つぎの日、ひこうせんがとんでいました。ふっちゃんが、ひこうせんにむかって
「友だちになってー」
とさけびました。でも、ひこうせんは、なにも答えませんでした。
ふっちゃんが、うみのふかいところにもぐると、せんすいかんがいました。
「友だちになってくれる?」
と、またふっちゃんは言いました。せんすいかんは、もっとふかくへ行ってしまいました。
ついていってみると、かいぞくせんがありました。ふっちゃんが話しても、かいぞくせんは、ただだまっているだけです。
つぎに、ふっちゃんは青空の下をおよいでいました。「こんどは友だちになってくれるかな?」と思っておよいでいると、くじらみたいなしまがみえてきました。
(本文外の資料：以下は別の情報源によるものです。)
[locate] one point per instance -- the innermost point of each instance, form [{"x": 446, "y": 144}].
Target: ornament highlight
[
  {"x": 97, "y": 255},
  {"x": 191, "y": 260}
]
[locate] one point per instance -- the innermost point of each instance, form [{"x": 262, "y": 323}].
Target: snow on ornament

やしの木がしおみたいだったから、声をかけてみました。
「友だちになろう」
と、ふっちゃんが言いました。でも、へんじはありません。
くろいくもがたくさんでてきて、うみもまっくらになってしまいました。
「くらいな、こわいな」
と、ふっちゃんは、かなしそうに言いました。でも、ふっちゃんのしおはにじいろでした。
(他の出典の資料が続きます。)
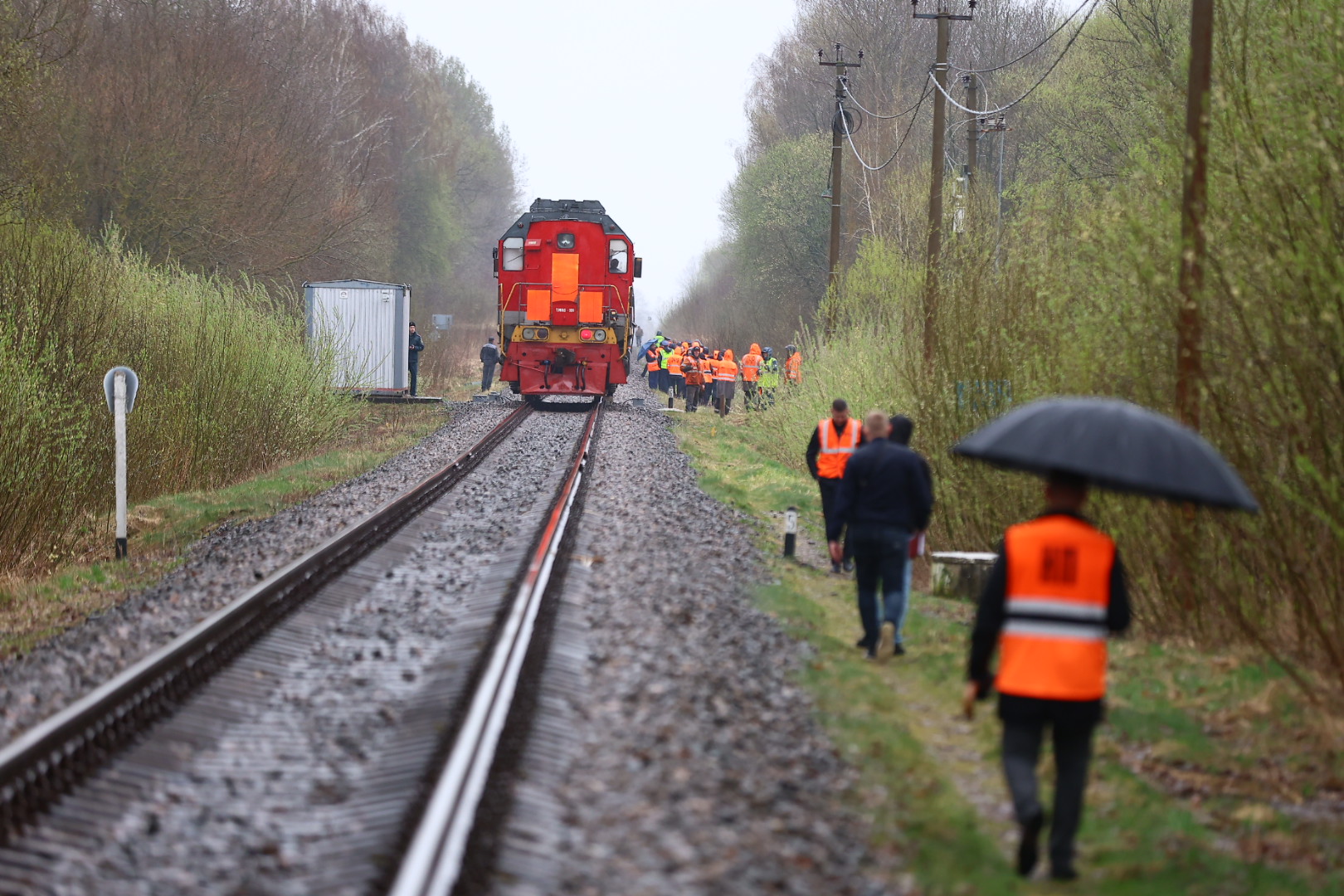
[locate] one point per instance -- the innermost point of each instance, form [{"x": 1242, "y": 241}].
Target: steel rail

ごみをすてているふねのそばをおよいでいると、ふっちゃんは、カンやてつくずにかこまれてしまいました。
「友だちじゃなかった」と、ふっちゃんはなきながら言いました。
ふっちゃんがないていると、とおくにくじらのしっぽがみえました。ふっちゃんは、「友だちになってくれないよ」と思いました。なぜなら、ずっとだれも友だちになってくれなかったからです。でも、くじらは、ふっちゃんの方へやってきました。
ふっちゃんも水の中にもぐって「友だちになろう」といいました。
すると、「いいよ」と、やさしくへんじをしてくれました。
ハートのくもの下で、二ひきは、「いっしょにたびをしようね」と言いました。